Published in final edited form as: J Immunol. 2013 May 15;190(12):6250–6258. doi: 10.4049/jimmunol.1300022

Figure 1.

Figure 1

sCD27 production is associated with T-cell activation in vitro. (A) Increased sCD27 in culture supernatant from PBMCs stimulated in vitro with anti-CD3/CD28 and IL-2. Eight PBMC samples (106 cells/ml) from healthy donors were stimulated with or without anti-CD3/CD28 beads (1:1 cell-to-bead ratio) in the presence of 10 U/ml of IL-2 for 15 days. Supernatant was collected on days 3, 7, and 15. On day 7, three of the activated PBMC samples were split and fresh medium was added due to cell overgrowth, and the dilution factor was considered when calculating the values. For day 0 sCD27 values, the analysis was done using culture medium without adding serum. The level of sCD27 was tested by ELISA, and for better data presentation, the values of sCD27 are shown in log10(y+1). A repeated measures ANOVA was performed on transformed data and orthogonal contrasts were used to test for linear trends on days 3-15 data only. (B) Expression of surface CD27 on T cells with or without stimulation. The cells described above were analyzed by FACS, and CD27 expression was measured by MFI of CD27 on CD3+ and propidium iodide negative (PI-) cell populations. The Y-axis is shown in log10(y). A repeated measures ANOVA was performed on transformed data and pair-wise p-values were adjusted using Holm's method. (C) CD70-expressing T-cell population in PBMCs with or without stimulation.
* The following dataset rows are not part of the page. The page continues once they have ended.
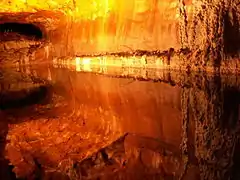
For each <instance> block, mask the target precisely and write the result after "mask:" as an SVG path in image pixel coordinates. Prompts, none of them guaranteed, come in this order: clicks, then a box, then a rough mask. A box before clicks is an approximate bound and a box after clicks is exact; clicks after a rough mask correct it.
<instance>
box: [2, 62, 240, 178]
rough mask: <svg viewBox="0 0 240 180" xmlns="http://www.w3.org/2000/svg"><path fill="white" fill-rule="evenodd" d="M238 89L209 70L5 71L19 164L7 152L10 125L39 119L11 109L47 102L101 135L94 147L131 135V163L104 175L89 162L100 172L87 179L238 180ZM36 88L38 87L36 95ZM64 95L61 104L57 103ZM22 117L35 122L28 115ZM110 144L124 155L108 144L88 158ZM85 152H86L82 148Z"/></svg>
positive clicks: (127, 160)
mask: <svg viewBox="0 0 240 180" xmlns="http://www.w3.org/2000/svg"><path fill="white" fill-rule="evenodd" d="M239 85H240V79H239V78H238V76H237V75H234V74H209V73H206V72H198V73H194V72H191V73H190V72H188V73H186V72H180V71H170V70H155V69H146V68H110V67H105V68H101V67H94V68H92V67H89V68H88V69H86V68H85V69H81V68H79V69H77V70H76V68H69V67H63V66H52V65H50V64H46V65H44V64H43V65H38V66H33V65H32V66H22V67H14V68H5V69H0V93H1V99H0V100H1V102H0V111H1V113H3V114H4V117H5V118H6V119H8V121H6V120H3V118H1V121H2V122H1V124H3V125H1V127H2V131H4V133H2V143H1V153H2V154H1V156H2V157H3V158H5V159H9V161H10V162H11V163H12V164H14V160H13V159H11V158H6V157H5V155H4V154H5V153H6V151H9V150H8V149H7V148H6V147H7V144H8V143H11V142H12V141H13V139H11V138H10V139H8V141H10V142H8V141H6V140H5V139H6V138H7V136H8V134H14V128H13V129H11V128H9V124H11V125H13V126H15V125H17V126H18V127H21V126H22V127H23V126H25V125H26V123H28V121H33V120H29V119H28V118H25V119H24V118H22V119H21V118H19V117H18V115H16V116H12V114H11V113H9V112H12V113H14V112H15V111H18V113H19V111H21V108H25V107H29V106H36V105H38V103H39V104H41V105H42V104H45V105H46V104H47V105H48V108H47V109H48V110H49V109H50V110H51V108H55V107H56V106H61V104H64V105H65V106H66V108H62V109H61V111H60V112H59V111H54V113H53V114H51V115H52V116H55V117H57V118H55V120H51V118H50V120H49V121H57V120H56V119H58V118H61V117H63V116H64V117H69V118H71V119H77V120H79V119H81V125H82V126H83V127H85V128H86V129H88V130H89V132H90V133H91V132H92V131H93V130H94V131H95V130H96V131H97V132H99V134H100V135H99V137H100V138H99V137H98V138H96V139H95V140H94V141H93V140H89V142H88V143H89V144H97V143H99V142H101V141H103V139H104V138H108V139H109V141H112V142H113V141H114V140H116V139H118V138H120V137H122V135H124V134H126V133H127V138H126V139H124V140H122V139H120V140H121V141H122V142H119V143H120V144H121V143H122V144H124V150H123V152H122V151H121V153H120V152H118V153H120V154H124V157H125V159H127V161H126V162H127V163H125V164H127V165H124V170H123V169H121V168H120V169H118V168H117V169H118V170H117V171H112V170H109V169H107V167H108V165H105V166H103V167H102V169H101V171H102V172H103V173H99V172H98V171H95V170H94V169H95V168H96V167H95V166H94V165H88V166H87V167H88V169H93V170H91V171H90V170H89V171H88V173H82V177H83V178H86V179H94V178H96V177H98V178H100V179H112V178H114V179H121V178H122V179H159V178H160V179H161V178H162V179H238V178H240V174H239V172H238V168H237V167H238V165H239V163H240V157H239V151H240V146H239V132H240V128H239V127H240V124H239V121H240V116H239V111H240V106H239V105H240V88H239ZM39 87H41V88H39ZM29 89H34V90H33V93H31V91H30V90H29ZM46 97H47V100H46ZM27 98H28V99H30V100H26V99H27ZM57 98H60V99H61V101H59V102H58V101H54V100H52V99H55V100H56V99H57ZM42 99H45V101H44V103H43V102H42V101H41V100H42ZM59 104H60V105H59ZM50 112H51V111H50ZM16 114H17V113H16ZM22 114H24V115H25V116H24V117H28V112H27V111H26V112H25V113H22ZM10 117H11V118H10ZM46 118H47V117H46ZM36 119H37V118H35V120H36ZM41 119H44V116H43V117H41ZM39 121H41V120H39ZM66 121H67V120H66ZM37 122H38V120H37ZM63 122H64V121H59V124H58V128H60V127H63V126H65V124H64V123H63ZM71 122H72V121H71ZM24 123H25V125H24ZM61 123H62V124H61ZM72 126H75V124H74V123H72ZM15 129H16V128H15ZM38 130H39V132H40V131H41V127H39V129H38ZM38 130H36V131H38ZM69 131H70V130H69ZM16 132H17V131H16ZM19 136H21V135H19ZM59 136H60V137H61V136H64V134H60V135H59ZM110 137H114V138H110ZM54 138H55V137H53V139H54ZM62 138H63V137H62ZM111 139H112V140H111ZM56 141H57V139H54V142H56ZM76 141H77V142H78V141H81V139H79V140H76ZM16 147H18V146H16ZM74 147H75V146H74V145H72V148H74ZM103 147H107V148H110V149H111V150H108V149H107V150H106V151H111V152H113V153H110V154H116V153H115V151H120V150H119V149H118V148H119V147H118V146H115V145H114V143H113V144H111V143H110V144H109V143H108V145H104V146H102V147H99V149H97V150H96V152H92V154H91V153H89V156H88V157H91V156H94V153H97V152H98V150H100V149H101V148H103ZM69 151H70V150H69ZM86 152H88V149H87V148H85V149H84V148H83V149H82V150H81V153H86ZM8 153H9V152H8ZM31 153H32V156H34V152H31ZM35 154H37V153H35ZM112 156H114V155H112ZM112 156H111V157H112ZM122 156H123V155H121V157H122ZM69 157H72V156H71V154H70V155H69ZM108 157H110V155H109V154H108ZM38 158H39V159H41V157H40V156H38ZM49 158H50V159H51V155H50V157H49ZM115 159H116V158H115ZM120 159H121V158H120ZM83 160H84V159H82V161H83ZM53 161H54V160H53ZM94 162H95V161H94ZM114 162H115V161H114ZM124 162H125V161H124ZM128 162H129V163H128ZM44 163H46V162H44V161H43V164H44ZM84 163H85V161H84V162H83V163H82V165H84ZM79 164H80V165H81V162H80V160H79ZM90 164H91V163H90ZM113 164H114V163H113ZM120 164H121V163H120ZM5 165H6V164H5ZM80 165H79V167H80ZM45 166H47V163H46V164H45ZM80 169H81V167H80ZM109 172H110V173H109ZM113 174H114V176H113ZM134 174H135V175H134Z"/></svg>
FACS analysis was also done on days 0, 3, 7 and 15 for the cells described in (A) by examining the frequency of the CD3+CD70+ T-cell population in anti-CD3/CD28 and/or IL-2 stimulated PBMCs. A repeated measures ANOVA was performed on transformed data and pair-wise p-values were adjusted using Holm's method. The Y-axis is shown in log10(y). (D) No significant cell death after activation with anti-CD3/CD28 beads. The experiment described in (A) was also analyzed for viability after the activation by staining the cells with PI. An example of lymphocyte (R1) and PI negative cell gates is indicated on the left and % of PI negative cell population from 10 PBMCs is shown on the right. There were no data acquired for day 15 in the IL-2 alone group in (C) and (D). Data are presented as means ± SEM. MFI, mean fluorescence intensity.